Video messages from Theresa May, Jeremy Corbyn, Nicola Sturgeon and Vince Cable, have been released to mark World AIDS Day.
The messages, which can be viewed on http://www.worldaidsday.org/
The Prime Minister, Theresa May MP, was optimistic about an AIDS-free future, saying: “Men and women who a generation ago would have been lost are today leading happy and productive lives, making an enormous contribution to our world…And if we can succeed in making testing and treatment available to all, a final end to HIV transmission, and the reality of an AIDS-free generation is within our grasp.
“As we continue our work towards that goal, we must also bring an end to the stigma which still blights the daily lives of many people with HIV.”
Leader of the Opposition, Jeremy Corbyn MP, warned that cuts could jeopardise recent progress on lowering HIV transmission, saying: “Since the last World AIDS Day there’s been a reported fall in the number of people being diagnosed with HIV for the first time since the 1980s. Frequent testing and the HIV prevention drug PrEP are major contributing factors.
“But in some parts of our country, cuts of more than 20% have already lead to GUM service closures and £531million more will be cut from the public health budgets in this parliament. These cuts will impact on HIV transmission rates right at the moment our efforts are beginning to pay off.”
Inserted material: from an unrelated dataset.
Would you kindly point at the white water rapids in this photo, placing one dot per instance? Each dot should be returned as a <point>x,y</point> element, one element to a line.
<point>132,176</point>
Leader of the Scottish National Party, Nicola Sturgeon MSP, encouraged people to fight stigma and misinformation as a tribute to those lost to AIDS, saying: “A sense of stigma still stops many people from getting tested, and that means they will miss out on early diagnoses and don’t receive the treatment that they need. So, it’s really important that we address that stigma by tackling the remaining myths and prejudices that underpin it and by learning and sharing the facts about HIV.”
Leader of the Liberal Democrats, Vince Cable MP, thanked those involved in fighting HIV, and echoed the 2017 World AIDS Day theme Let’s End It, saying: “Let’s use this day to pay tribute to those who lost their lives to HIV and AIDS and I’d also like to thank the researchers, campaigners, and advocates who’ve dedicated their lives to this battle in the hope that future generations do not have to know the pain and suffering caused by HIV and AIDS. It’s clear we have an immediate and urgent task to do if we are to eradicate this disease. So, let’s all work together to end the transmission, the fear, and the stigma of AIDS for once and all. Let’s end it.”
Chief executive of NAT (National AIDS Trust), Deborah Gold, said: “Political leadership on HIV is absolutely essential. We are at a turning point with HIV, with diagnoses reducing for the first time ever in some groups. But at the same time critical services for people living with HIV are struggling under financial pressure. We cannot rest on our laurels and we’re pleased that political leaders have marked World AIDS Day by saying just that – we must hold them to their word.”